These groups often had unexpected missionary experiences. Soon after the war ended, Latter-day Saint servicemen in Italy were granted an audience with Pope Pius XII at the headquarters of the Catholic Church. They told the pope about the Savior’s visit to the Western Hemisphere and presented him with a copy of the Book of Mormon.19
In Japan, meanwhile, local Saints who had not attended church in years sought out the servicemember groups and participated in their meetings. Under the new occupation government, the Japanese were free to explore their spiritual beliefs, and some Latter-day Saint soldiers invited their Japanese friends to learn about the Church. Soon, American soldiers like Neal sat side by side with their former enemies, partaking of the sacrament and learning together about the gospel of Jesus Christ.20
Neal had many months of military service to complete before he could return home. But his experiences on Okinawa, and now on Japan’s mainland, solidified his desire to serve a mission as soon as he possibly could.21
“There is a field of men ripe for the gospel who are just as Christian as ourselves,” he wrote to his family back home, “but have a great need of the gospel to guide them.”22
Back in Germany, Paul Langheinrich contacted the head of the Soviet forces in Berlin. Thousands of Latter-day Saint refugees were now living in Soviet-occupied areas, and Paul was concerned for their welfare. “Because of Hitler’s unfathomable actions,” he wrote, “many of our members are now on the highways, without home or homeland, banished and cast out.”

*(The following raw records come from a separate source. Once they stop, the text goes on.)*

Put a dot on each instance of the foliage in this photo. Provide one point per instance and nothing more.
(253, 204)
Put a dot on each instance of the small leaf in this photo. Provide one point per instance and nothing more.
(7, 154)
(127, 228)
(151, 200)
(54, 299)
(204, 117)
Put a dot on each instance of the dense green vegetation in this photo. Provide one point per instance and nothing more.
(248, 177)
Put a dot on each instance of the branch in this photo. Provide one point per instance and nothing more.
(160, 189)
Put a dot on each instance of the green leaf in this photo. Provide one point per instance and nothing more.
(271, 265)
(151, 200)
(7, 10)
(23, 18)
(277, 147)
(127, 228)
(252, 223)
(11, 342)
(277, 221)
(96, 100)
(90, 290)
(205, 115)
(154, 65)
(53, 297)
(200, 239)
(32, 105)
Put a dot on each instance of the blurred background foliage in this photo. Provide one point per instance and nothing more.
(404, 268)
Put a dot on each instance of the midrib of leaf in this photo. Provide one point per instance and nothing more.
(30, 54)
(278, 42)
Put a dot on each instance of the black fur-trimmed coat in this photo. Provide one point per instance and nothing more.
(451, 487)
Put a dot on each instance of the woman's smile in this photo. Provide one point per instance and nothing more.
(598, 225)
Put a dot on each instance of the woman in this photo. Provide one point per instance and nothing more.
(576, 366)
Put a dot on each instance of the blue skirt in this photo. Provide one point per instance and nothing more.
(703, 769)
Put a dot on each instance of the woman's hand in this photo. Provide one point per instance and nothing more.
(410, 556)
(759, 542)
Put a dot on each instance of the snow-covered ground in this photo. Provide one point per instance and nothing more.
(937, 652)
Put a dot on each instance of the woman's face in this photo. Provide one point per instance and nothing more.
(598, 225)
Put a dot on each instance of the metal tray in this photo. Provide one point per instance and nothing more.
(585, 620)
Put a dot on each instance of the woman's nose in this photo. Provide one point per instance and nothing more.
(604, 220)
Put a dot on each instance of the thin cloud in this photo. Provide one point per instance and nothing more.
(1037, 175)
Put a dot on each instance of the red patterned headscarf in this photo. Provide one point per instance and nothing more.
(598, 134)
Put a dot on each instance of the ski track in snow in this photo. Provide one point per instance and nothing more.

Paul asked the commander for permission to purchase food and transport it to these Saints. As a former genealogical researcher for the German government, he also felt prompted to ask if he could search for caches of important records, which the Nazis had hidden in remote areas of the country to protect them from damage or theft. Since German Saints would someday need these records to do temple work for their ancestors, Paul wanted to preserve them.
“These records are of no value to you,” he wrote the commander. “For us, they are priceless.”23
A week later, Paul received permission to buy whatever food Church members needed. And as far as the genealogical records were concerned, if the Saints could find them, they were free to keep them.24
Paul eventually learned about a collection of documents at Rothenburg castle, southwest of Berlin. On a frigid day in February 1946, he and sixteen local missionaries hiked up an icy road to the old castle, which stood at the top of a mountain. Once inside, the men found piles of parish registers, microfilm, and books containing German genealogies.25
A number of the registers were centuries old and contained thousands of names and dates, some written in beautiful German script. Long scrolls depicted family trees illustrated in vivid color. Much of the cache was in good condition, although some of the records were covered with ice and snow and did not look salvageable.26
Once Paul and the missionaries secured the records, all that remained was to safely convey them down the mountain. Paul had arranged for a rented truck and trailer to pick up the records and carry them to a railroad car on its way to Berlin. But as time passed, the truck did not arrive.27
A missionary finally appeared, trudging up the mountainside. The truck was stranded partway up, its tires spinning against the icy roads.28
Paul decided it was time to pray. He asked three missionaries to walk with him into the woods, and they pleaded for the Lord’s help. At the moment they said “amen,” they heard the sound of an engine and saw the truck rounding the curve.
The driver told Paul he had detached the trailer to make it to the castle. He intended to turn the truck around and leave, but Paul persuaded him to stay and help them transport as many records as possible down the slippery road. Without the trailer, though, the truck was not big enough to transport all the records. If they wanted to get everything out in time to meet the freight car the following day, the ice on the road would have to melt. Once again, Paul and the missionaries turned to God in prayer.29
A warm rain fell that night. When Paul woke in the morning, the roads were free of ice. He also learned that the freight car had been delayed by a few days, giving the missionaries the time they needed to load up every salvageable item. Paul could not deny God’s role in the marvelous manifestation, and he was grateful to be an instrument in His hands.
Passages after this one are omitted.